Although Tether already holds a significant portion of reserves in Treasury bonds, it also diversifies with Bitcoin and gold, which could conflict with potential new laws.
The European Union’s MiCA framework has already placed heavy restrictions on stablecoin issuers, and a similar approach in the U.S. could severely impact Tether’s operations. Armstrong highlighted that two Senate bills targeting stablecoin regulations have been introduced, raising concerns for non-U.S. entities.

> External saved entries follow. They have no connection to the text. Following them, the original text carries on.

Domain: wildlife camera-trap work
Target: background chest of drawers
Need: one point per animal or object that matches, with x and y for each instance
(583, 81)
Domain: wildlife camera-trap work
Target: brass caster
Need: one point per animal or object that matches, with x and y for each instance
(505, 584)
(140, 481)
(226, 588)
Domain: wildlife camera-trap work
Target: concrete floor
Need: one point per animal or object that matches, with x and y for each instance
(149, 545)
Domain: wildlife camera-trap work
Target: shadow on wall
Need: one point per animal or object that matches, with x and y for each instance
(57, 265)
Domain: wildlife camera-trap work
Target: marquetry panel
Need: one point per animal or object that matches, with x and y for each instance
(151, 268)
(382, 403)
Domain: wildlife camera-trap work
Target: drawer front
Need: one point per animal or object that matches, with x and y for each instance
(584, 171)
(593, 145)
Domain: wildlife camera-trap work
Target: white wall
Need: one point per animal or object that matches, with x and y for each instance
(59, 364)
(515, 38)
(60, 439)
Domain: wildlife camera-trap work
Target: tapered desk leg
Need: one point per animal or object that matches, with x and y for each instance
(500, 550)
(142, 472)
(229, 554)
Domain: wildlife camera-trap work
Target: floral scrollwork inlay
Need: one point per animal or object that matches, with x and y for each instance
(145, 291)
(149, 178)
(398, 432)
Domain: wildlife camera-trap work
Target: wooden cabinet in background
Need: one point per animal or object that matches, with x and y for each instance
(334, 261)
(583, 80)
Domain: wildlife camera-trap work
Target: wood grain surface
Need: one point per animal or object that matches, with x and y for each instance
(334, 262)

Meanwhile, Coinbase’s strategic partnership with Circle positions USDC as a strong competitor to USDT, potentially benefiting from tighter regulations.
With Tether facing regulatory challenges, the market may shift in favor of Ripple’s RLUSD and Circle’s USDC. Reports suggest Trump recently held a closed-door meeting with Ripple, fueling speculation that RLUSD could gain a stronghold in the $200 billion stablecoin market.
If new policies weaken USDT’s dominance, RLUSD and USDC may emerge as top contenders in the evolving stablecoin landscape.